It is the latest in a string of base rate increases, meaning that, since December last year, the average monthly tracker mortgage payment will have increased by £284.17 in total, according to figures from trade association UK Finance.
This adds up to an increase of around £3,410 per year typically that tracker mortgage holders need to find in their budgets. The base rate increase from 2.25% to 3% on Thursday will mean a £73.49 monthly increase – or around an extra £880 per year – for the average tracker mortgage holder.
Just under one in 10 (9%) outstanding residential mortgages are trackers and around four in five (78%) are fixed-rate deals. The average standard variable rate (SVR) mortgage meanwhile will increase by £46.22 per month, according to UK Finance’s figures, if a borrower’s lender passes on the base rate increase in full.
SVRs are set individually by lenders and borrowers often end up sitting on them when their initial deal comes to an end. The average monthly SVR cost for a borrower has increased by £178.70 in total since December, assuming that base rate increases are being passed on in full.
Base rate rises are not the only factor used by lenders to price their mortgages.
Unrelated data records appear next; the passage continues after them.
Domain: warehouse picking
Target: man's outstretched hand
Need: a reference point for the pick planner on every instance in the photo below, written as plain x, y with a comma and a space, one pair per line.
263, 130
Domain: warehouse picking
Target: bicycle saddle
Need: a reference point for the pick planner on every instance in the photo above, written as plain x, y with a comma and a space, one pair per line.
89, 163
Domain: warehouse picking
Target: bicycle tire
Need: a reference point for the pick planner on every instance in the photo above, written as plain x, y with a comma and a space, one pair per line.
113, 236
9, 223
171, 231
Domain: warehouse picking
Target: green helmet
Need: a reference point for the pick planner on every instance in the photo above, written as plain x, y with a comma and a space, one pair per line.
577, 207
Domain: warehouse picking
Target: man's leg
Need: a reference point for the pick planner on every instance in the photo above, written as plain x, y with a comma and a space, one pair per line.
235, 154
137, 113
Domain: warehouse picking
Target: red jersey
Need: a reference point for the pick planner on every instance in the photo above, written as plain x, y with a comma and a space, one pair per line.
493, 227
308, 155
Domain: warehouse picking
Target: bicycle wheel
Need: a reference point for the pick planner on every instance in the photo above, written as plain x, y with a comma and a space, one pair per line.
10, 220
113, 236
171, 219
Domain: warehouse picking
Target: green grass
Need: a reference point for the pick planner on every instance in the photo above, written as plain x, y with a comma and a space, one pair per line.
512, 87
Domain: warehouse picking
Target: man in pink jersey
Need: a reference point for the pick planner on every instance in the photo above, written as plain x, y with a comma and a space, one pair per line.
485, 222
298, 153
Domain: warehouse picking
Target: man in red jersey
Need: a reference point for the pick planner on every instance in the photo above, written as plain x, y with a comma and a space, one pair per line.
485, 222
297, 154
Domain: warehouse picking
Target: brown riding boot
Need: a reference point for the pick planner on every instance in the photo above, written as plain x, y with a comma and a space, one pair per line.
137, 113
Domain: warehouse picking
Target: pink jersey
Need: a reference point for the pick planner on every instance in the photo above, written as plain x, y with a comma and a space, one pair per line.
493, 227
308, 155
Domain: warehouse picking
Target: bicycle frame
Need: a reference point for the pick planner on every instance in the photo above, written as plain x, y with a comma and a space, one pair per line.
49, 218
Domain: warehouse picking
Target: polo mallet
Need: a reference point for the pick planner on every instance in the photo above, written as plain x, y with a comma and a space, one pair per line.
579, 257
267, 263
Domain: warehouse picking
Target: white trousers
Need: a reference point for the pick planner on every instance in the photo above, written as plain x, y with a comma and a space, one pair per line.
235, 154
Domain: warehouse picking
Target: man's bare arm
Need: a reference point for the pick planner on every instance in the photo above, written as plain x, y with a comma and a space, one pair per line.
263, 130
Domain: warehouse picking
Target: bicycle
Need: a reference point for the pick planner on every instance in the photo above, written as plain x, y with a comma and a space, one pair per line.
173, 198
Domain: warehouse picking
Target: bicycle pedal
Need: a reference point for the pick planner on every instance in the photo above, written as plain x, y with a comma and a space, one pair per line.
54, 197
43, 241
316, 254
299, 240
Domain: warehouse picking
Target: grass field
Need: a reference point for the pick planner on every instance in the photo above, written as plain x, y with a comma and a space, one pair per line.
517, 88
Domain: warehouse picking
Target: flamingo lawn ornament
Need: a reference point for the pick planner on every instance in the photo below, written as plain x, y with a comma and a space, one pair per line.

Market volatility following the mini-budget prompted a surge in the mortgage rates being offered by lenders, with many products being pulled from sale.
A recent Office for National Statistics (ONS) survey found that 48% of mortgage holders reported being worried about changes in interest rates on their mortgage.
You can calculate how much your monthly mortgage payments could go up by with the new interest rate below...
Brian Murphy, head of lending at the Mortgage Advice Bureau said: “Expectations are that the industry will see an upwards trend of defaults on mortgage payments in the coming months, and so we urge anyone fearing that they may struggle with mortgage payments to go straight to their mortgage provider for guidance.”